Our great grandmothers would not recognize the ingredients in breads, spaghetti sauces, yogurts, ice cream, etc. because it is not really food. It is really eye opening once you start reading ingredient labels and start focusing on feeding yourself and your family FOOD!
The second is that populations around the world who eat a traditional diet for their culture do not suffer from these same diseases. This is very eye opening and is what led me to learn about the teachings and principles of Weston A Price and to start to incorporate some (I say some because I am still learning a lot about this area) traditional principles into my kitchen, by lacto fermenting foods, soaking my grains, etc.

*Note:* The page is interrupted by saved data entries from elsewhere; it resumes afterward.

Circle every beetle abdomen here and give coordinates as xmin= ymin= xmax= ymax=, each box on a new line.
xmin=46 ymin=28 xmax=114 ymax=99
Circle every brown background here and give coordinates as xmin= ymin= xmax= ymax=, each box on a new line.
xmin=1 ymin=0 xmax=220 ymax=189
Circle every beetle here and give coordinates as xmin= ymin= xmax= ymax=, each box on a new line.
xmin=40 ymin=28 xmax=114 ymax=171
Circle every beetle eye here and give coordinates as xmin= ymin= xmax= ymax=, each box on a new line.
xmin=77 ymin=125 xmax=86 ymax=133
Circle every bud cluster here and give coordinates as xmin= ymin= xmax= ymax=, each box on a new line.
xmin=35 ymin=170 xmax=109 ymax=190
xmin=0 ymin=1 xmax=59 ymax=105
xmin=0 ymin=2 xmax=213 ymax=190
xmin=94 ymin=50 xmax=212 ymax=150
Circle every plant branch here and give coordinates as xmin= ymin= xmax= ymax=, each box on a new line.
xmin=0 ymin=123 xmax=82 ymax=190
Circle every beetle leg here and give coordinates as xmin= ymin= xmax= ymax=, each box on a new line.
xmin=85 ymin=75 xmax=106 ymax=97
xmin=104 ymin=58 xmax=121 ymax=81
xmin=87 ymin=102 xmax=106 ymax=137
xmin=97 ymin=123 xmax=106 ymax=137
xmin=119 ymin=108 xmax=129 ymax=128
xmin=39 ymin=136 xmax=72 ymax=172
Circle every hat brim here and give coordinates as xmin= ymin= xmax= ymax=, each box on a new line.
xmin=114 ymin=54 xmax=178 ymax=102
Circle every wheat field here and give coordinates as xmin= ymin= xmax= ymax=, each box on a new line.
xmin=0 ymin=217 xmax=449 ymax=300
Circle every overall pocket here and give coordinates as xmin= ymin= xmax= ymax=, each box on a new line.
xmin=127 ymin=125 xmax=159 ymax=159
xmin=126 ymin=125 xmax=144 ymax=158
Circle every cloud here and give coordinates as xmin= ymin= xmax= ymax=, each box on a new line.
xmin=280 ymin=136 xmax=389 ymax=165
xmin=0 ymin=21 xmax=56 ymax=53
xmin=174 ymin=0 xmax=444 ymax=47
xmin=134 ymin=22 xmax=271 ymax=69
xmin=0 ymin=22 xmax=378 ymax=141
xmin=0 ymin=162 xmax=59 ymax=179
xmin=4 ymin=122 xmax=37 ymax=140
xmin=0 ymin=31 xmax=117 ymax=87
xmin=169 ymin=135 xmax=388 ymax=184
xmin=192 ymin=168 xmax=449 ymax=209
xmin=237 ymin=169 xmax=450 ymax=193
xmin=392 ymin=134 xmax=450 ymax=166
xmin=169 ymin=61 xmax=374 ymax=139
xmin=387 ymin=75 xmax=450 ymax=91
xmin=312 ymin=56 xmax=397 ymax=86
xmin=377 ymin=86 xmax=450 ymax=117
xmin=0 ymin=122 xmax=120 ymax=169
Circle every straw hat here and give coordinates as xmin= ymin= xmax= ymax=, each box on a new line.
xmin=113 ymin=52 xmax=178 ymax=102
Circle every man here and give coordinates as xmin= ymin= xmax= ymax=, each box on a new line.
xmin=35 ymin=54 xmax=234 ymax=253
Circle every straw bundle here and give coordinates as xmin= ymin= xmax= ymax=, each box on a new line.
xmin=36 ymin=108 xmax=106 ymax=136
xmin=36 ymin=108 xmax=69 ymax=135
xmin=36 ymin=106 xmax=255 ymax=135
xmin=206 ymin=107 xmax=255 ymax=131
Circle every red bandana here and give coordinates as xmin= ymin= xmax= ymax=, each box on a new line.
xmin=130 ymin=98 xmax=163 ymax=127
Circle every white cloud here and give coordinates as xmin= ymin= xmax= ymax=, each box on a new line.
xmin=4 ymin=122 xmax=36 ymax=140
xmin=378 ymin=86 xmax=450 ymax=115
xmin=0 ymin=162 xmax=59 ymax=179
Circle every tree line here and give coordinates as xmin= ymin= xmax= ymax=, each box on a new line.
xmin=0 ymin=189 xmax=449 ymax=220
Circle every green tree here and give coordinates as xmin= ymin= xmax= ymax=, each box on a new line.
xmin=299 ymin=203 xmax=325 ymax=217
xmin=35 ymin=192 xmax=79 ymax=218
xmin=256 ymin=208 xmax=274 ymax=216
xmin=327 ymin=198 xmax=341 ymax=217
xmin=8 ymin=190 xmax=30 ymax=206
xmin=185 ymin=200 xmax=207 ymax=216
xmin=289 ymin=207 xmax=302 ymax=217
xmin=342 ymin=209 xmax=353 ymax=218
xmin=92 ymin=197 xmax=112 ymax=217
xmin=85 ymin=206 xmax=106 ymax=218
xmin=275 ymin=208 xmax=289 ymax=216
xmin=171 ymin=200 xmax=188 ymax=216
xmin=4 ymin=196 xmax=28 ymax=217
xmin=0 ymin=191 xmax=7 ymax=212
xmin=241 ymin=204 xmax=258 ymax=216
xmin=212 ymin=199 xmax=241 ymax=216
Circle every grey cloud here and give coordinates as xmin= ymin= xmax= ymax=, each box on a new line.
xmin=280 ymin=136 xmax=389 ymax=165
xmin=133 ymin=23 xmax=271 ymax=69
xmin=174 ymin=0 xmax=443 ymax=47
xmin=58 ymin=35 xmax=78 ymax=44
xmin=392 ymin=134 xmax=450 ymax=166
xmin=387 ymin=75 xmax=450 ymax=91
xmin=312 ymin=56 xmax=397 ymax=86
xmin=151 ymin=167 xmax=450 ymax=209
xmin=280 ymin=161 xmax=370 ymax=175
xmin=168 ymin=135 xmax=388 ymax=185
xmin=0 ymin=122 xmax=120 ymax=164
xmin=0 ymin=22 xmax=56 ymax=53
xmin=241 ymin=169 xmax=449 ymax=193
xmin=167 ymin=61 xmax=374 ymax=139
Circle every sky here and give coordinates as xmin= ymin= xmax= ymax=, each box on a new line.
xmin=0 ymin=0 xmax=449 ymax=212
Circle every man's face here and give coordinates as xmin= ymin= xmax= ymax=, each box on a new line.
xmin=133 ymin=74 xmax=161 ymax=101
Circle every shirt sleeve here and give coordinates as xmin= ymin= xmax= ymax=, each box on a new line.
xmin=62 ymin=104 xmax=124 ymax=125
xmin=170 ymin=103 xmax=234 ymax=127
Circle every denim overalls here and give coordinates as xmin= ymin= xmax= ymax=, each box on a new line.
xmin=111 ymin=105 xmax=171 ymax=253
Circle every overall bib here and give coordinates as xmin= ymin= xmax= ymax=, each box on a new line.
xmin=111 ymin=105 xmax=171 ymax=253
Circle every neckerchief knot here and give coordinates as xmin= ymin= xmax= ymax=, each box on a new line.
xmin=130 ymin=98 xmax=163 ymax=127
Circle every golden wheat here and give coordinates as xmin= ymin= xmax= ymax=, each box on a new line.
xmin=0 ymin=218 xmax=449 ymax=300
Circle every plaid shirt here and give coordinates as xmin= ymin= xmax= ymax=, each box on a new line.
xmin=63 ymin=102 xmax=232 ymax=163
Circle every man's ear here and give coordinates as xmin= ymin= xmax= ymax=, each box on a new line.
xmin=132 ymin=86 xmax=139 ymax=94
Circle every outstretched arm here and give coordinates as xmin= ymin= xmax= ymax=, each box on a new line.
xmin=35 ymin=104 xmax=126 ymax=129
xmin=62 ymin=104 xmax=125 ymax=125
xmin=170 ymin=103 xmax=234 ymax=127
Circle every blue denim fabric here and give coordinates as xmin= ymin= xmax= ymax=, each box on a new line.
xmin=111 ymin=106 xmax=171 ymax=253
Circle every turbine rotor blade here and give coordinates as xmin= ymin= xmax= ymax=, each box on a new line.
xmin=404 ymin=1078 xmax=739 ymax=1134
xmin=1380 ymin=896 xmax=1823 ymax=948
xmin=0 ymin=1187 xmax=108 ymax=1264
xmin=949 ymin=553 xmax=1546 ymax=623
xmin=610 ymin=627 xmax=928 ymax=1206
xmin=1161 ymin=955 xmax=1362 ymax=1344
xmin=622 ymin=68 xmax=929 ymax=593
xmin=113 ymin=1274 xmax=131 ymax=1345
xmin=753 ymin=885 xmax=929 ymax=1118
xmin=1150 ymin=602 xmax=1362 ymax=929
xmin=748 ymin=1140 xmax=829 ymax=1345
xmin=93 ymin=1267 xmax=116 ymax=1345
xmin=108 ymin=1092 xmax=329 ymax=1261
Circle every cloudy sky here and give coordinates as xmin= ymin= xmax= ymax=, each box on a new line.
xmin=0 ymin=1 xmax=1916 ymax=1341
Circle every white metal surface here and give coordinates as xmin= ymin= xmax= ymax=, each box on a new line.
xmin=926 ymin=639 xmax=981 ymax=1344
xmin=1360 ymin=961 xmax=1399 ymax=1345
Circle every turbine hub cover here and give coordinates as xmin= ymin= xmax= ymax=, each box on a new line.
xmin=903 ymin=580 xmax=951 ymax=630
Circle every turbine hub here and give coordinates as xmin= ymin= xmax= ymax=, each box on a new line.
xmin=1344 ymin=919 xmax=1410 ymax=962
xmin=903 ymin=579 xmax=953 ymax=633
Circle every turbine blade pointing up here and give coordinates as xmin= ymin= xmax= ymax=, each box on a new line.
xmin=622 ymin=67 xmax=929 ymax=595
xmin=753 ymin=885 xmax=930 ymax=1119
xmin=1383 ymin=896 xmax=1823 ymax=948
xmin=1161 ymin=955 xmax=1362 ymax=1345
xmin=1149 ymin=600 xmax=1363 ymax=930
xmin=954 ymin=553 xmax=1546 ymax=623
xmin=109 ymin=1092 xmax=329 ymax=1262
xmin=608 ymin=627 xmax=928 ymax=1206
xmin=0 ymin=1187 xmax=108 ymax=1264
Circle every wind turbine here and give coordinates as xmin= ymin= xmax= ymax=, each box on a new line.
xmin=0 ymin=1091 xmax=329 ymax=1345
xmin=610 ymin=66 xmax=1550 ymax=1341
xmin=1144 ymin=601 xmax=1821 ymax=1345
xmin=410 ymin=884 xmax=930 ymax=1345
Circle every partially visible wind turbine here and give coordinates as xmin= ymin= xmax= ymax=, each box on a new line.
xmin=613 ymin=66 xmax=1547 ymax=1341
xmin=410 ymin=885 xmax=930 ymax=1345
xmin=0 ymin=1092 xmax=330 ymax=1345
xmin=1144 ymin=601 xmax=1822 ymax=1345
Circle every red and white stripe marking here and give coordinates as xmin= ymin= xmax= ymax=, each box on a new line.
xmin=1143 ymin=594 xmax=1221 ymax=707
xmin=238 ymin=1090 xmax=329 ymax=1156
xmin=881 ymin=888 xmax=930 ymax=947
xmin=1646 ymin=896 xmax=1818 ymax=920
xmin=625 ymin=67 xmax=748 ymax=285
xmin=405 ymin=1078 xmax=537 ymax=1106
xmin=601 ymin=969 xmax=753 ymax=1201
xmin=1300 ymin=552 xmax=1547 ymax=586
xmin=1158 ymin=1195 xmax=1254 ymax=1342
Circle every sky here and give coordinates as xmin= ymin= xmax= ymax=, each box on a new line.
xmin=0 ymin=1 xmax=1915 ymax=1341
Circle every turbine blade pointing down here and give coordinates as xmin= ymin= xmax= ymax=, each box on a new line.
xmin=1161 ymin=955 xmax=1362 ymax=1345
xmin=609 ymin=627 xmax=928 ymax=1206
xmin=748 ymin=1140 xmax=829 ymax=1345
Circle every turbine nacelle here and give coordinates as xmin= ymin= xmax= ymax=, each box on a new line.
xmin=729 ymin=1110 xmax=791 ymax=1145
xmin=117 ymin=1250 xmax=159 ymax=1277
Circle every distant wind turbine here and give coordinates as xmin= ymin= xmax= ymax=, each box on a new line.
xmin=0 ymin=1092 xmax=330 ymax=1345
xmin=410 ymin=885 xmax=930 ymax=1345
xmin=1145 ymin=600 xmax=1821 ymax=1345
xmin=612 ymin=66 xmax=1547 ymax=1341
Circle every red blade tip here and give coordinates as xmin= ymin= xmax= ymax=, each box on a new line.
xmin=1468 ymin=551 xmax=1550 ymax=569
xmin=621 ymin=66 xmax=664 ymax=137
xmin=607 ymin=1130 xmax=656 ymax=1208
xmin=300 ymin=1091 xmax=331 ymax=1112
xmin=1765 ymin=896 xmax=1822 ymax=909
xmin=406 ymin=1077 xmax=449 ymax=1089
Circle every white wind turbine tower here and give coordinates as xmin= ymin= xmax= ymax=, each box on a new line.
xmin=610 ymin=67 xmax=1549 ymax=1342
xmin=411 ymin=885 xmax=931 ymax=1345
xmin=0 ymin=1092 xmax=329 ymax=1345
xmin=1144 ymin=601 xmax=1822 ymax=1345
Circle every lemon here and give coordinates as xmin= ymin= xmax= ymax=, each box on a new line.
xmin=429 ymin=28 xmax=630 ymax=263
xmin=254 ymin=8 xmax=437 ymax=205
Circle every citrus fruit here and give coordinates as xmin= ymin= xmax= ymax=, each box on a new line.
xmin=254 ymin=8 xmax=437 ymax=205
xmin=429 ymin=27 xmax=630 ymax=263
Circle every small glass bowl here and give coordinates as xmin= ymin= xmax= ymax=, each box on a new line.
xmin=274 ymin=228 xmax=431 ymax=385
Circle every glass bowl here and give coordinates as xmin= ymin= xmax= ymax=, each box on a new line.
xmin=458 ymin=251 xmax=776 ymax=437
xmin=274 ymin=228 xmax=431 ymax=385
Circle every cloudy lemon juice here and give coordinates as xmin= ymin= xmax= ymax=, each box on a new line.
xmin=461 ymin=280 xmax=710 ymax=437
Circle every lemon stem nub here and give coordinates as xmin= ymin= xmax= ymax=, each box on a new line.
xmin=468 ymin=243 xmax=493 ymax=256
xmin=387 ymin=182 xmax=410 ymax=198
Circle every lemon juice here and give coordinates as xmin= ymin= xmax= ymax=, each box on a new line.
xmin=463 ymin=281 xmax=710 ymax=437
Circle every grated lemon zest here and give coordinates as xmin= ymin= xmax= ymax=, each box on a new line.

Pollan then leads into a third premise that people who get off the Western diet tend to see a dramatic improvement in their health. I strongly believe this and work hard to choose more real, more nourishing ingredients for my family. I do not think anything is wrong with ice cream as a sweet dessert treat, for example, but I want to be sure we are actually eating ice cream, not fake ice cream.
I always use ice cream as my ‘real food' example because I have a great story that always makes me laugh. My daughter and I have enjoyed making ice cream at home so she gets the gist of what ingredients are generally in ice cream. A while back she and I were at the grocery store and I took the time to show her a container of junky ice cream. She read/tried to read the label (tons of ingredients, hard to read names, etc.), looked at me with big eyes and a look of confusion and said ‘That's not how you make ice cream.' I showed her a container of ‘good' ice cream with milk, cream, sugar, eggs, vanilla and she said ‘now that's ice cream.'
Wow! People, if a 6 year old can figure this stuff out so can we!!!!
Now what should you do with this information? Check out the book Food Rules...check it out at the library, borrow from a friend, dig it out from your closet, buy it, whatever! Even if you are well on your journey into real food, it is a great refresher read.
I am going to make an effort to keep mine out in the family room to peruse every once in awhile and remind myself of the basics of eating real food! (and maybe subtly influence visiting friends and family! hahaha!)
Have you read Food Rules? What are your thoughts? Do you have a favorite rule?